Pero Sachs pensó en la mujer morena que yacía ensangrentada en la casa, puede que, a aquellas alturas, muerta. Pensó en el agente electrocutado, en el bibliotecario asesinado el día anterior. Pensó en el joven novato Pulaski, en su rostro maltrecho y ensangrentado. Y sobre todo pensó en la pobre chiquilla, en Geneva Settle, que estaría en peligro cada minuto que Boyd estuviera suelto y andando por las calles. Aferrando el revólver descargado, tomó una decisión.
Thompson Boyd le dio otro potente puntapié a la puerta del bajo. Empezaba a ceder. Lograría meterse, lograría…
– No se mueva, Boyd. Suelte el arma.
Con sus ojos ardientes parpadeando de sorpresa, Thompson volvió la cabeza. Bajó el pie, que estaba colocado en posición para asestar un nuevo puntapié.
Bueno, ¿qué es esto?
Con el arma apuntando hacia abajo, giró la cabeza lentamente y la miró. Sí, tal como había pensado, era la mujer del escenario del crimen de la biblioteca del museo, de la mañana del día anterior. La que iba de un lado a otro como una serpiente de cascabel. Cabello pelirrojo, mono blanco. Ésa que él había disfrutado mirándola, admirándola. Había mucho que admirar, reflexionó. Y era buena tiradora, además.
Se sorprendió de que estuviera viva. Estaba convencido de que en la última descarga le había dado.
– Boyd, voy a dispararle. Suelte el arma, y túmbese en la acera.
Él pensó que con unos cuantos puntapiés más, aquella puerta se rompería. Luego, saldría por el callejón de atrás del edificio. O tal vez quienes vivían ahí tuvieran un coche. Podía coger las llaves y dispararles a quienes estuviesen dentro, herirlos, crearles más dificultades a los policías. Escapar.
Pero, por supuesto, había una cuestión que tenía que responder primero: ¿le quedaba munición a ella?
– ¿Me oye, Boyd?
– Así que es usted. -Entornó los ojos ardientes. Últimamente no había estado usando Murine-. Pensé que podría ser.
Ella frunció el ceño. No sabía de qué le estaba hablando. Tal vez la mujer estuviera preguntándose si él la había visto antes, preguntándose si él la conocía.
Boyd tuvo mucho cuidado de no moverse. Tenía que resolver el problema. ¿Dispararle o no? Pero si hacía el menor movimiento hacia ella y a ella sí le quedaban balas, ella haría fuego. Él tenía plena certeza de eso. Esta mujer no se andaba con remilgos.
Te liquidarían con un beso mortífero…
Boyd reflexionaba. El arma de ella era un Smith & Wesson especial calibre 38 de seis tiros. Había hecho fuego cinco veces. Thompson Boyd siempre contaba los disparos (sabía que a él mismo le quedaban ocho en ese cargador, y un cargador más de catorce tiros en el bolsillo).
¿Había vuelto ella a cargar su arma? Si no, ¿le quedaba un tiro más?
Muchos oficiales de policía dejan vacía la cámara sobre la que golpea el percutor de los revólveres, para evitar la muy infrecuente posibilidad de que al dejarla caer accidentalmente, el arma se dispare. Pero esta mujer no parecía ser esa clase de persona. Ella conocía demasiado bien las armas. Nunca se le caería una por accidente. Además, si estaba trabajando en una tarea táctica, querría poder contar con todos los disparos posibles. No, no era la clase de poli de tambor vacío.

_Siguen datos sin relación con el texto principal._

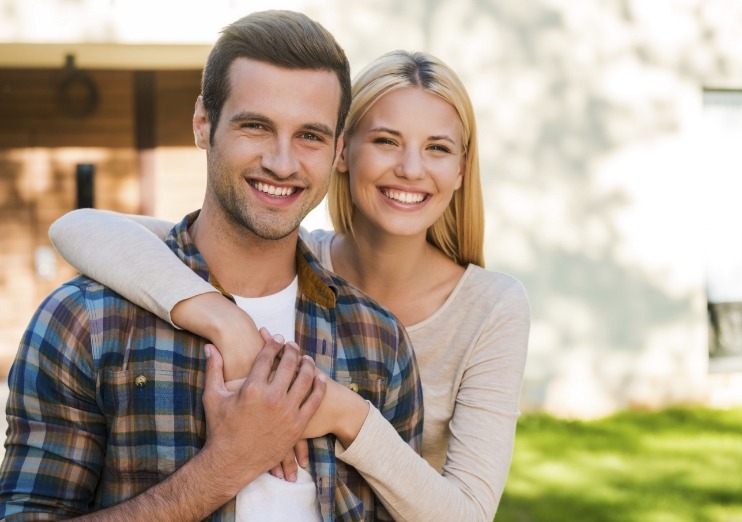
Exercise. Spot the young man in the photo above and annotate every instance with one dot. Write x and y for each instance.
(111, 413)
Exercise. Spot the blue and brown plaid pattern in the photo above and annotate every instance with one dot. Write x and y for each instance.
(106, 398)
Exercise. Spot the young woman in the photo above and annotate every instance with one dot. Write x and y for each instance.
(406, 204)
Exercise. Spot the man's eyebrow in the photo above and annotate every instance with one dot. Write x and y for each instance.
(320, 128)
(249, 116)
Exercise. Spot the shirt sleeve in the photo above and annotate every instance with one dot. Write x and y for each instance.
(403, 406)
(127, 253)
(56, 433)
(482, 433)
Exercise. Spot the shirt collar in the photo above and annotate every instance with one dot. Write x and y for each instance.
(315, 282)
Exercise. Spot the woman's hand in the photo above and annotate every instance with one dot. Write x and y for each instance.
(289, 466)
(341, 413)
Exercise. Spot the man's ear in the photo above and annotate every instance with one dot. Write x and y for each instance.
(341, 164)
(201, 125)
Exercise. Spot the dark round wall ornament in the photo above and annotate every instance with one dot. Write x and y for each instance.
(77, 94)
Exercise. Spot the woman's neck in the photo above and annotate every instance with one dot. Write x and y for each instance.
(407, 275)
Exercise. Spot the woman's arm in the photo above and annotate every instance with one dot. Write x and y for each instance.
(127, 253)
(482, 430)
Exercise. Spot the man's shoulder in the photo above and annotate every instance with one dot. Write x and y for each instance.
(351, 300)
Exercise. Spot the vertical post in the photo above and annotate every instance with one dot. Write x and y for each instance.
(85, 175)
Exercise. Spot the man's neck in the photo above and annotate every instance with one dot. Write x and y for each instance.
(243, 263)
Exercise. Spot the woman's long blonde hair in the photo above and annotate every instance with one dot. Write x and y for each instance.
(459, 232)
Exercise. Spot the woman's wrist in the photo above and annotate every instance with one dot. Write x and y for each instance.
(224, 324)
(352, 410)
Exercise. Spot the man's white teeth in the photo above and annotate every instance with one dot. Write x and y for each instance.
(273, 190)
(404, 197)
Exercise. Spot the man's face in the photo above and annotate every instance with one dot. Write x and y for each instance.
(274, 147)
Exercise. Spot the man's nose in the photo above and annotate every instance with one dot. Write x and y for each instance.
(280, 158)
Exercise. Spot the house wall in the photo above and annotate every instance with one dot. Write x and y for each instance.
(40, 148)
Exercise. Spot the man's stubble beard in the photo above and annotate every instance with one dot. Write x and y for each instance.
(268, 224)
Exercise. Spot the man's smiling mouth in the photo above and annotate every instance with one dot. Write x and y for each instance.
(272, 189)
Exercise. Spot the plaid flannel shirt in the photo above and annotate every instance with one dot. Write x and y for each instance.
(105, 398)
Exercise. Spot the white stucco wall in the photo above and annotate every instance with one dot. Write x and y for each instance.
(589, 115)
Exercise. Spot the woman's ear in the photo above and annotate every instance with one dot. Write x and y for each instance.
(341, 162)
(201, 125)
(460, 175)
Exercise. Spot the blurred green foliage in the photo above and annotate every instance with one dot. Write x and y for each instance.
(675, 465)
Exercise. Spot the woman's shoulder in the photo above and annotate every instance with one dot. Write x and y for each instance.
(481, 280)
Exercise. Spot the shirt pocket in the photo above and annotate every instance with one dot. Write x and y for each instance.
(373, 389)
(152, 424)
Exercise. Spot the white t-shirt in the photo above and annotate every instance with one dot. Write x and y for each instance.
(268, 497)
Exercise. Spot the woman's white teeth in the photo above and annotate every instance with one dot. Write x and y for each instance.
(273, 190)
(404, 197)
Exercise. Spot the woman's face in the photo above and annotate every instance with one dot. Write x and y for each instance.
(405, 160)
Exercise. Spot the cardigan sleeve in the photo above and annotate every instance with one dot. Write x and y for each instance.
(127, 253)
(482, 432)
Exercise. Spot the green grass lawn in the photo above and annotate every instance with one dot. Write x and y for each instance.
(677, 465)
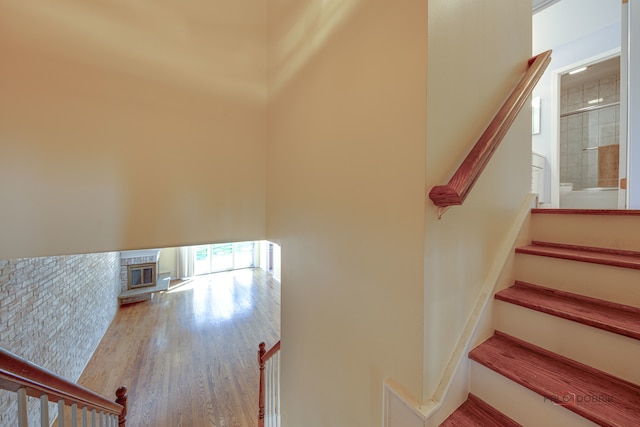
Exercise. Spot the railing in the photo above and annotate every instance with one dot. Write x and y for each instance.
(29, 380)
(456, 191)
(269, 397)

– Boyd, no se lo diré otra vez.
Por otra parte, seguía pensando él, aquella arma no era suya. El día anterior, en el museo, ella llevaba una automática a la cintura, una Glock. Ahora mismo, todavía tenía una pistolera de Glock en el cinturón. La pequeña Smith, ¿sería un arma de reserva? Pero hoy día, con automáticas que cargan al menos doce balas, y dos cargadores extra en el cinturón, normalmente los polis no se molestaban en llevar una segunda arma.
No, apostaría que o bien ella había perdido su automática, o se la había prestado a alguien y había cogido este revólver a cambio, lo que quería decir que era probable que ella no tuviera balas para volver a cargarlo. Siguiente pregunta: la persona que le había prestado la pequeña Smith, ¿dejaba vacía la cámara que quedaba ante el percutor? Eso no había manera de saberlo, por supuesto.
Así que la pregunta se redujo a: ¿qué clase de persona era ella? Boyd volvió a pensar en el museo, viéndola rebuscar como una serpiente de cascabel. Pensó en ella en el rellano del escondite de la calle Elizabeth, atravesando la puerta para ir tras él. Pensó en ella viniendo tras él, ahora, dejando que Jeanne muriera por la herida de bala en el muslo.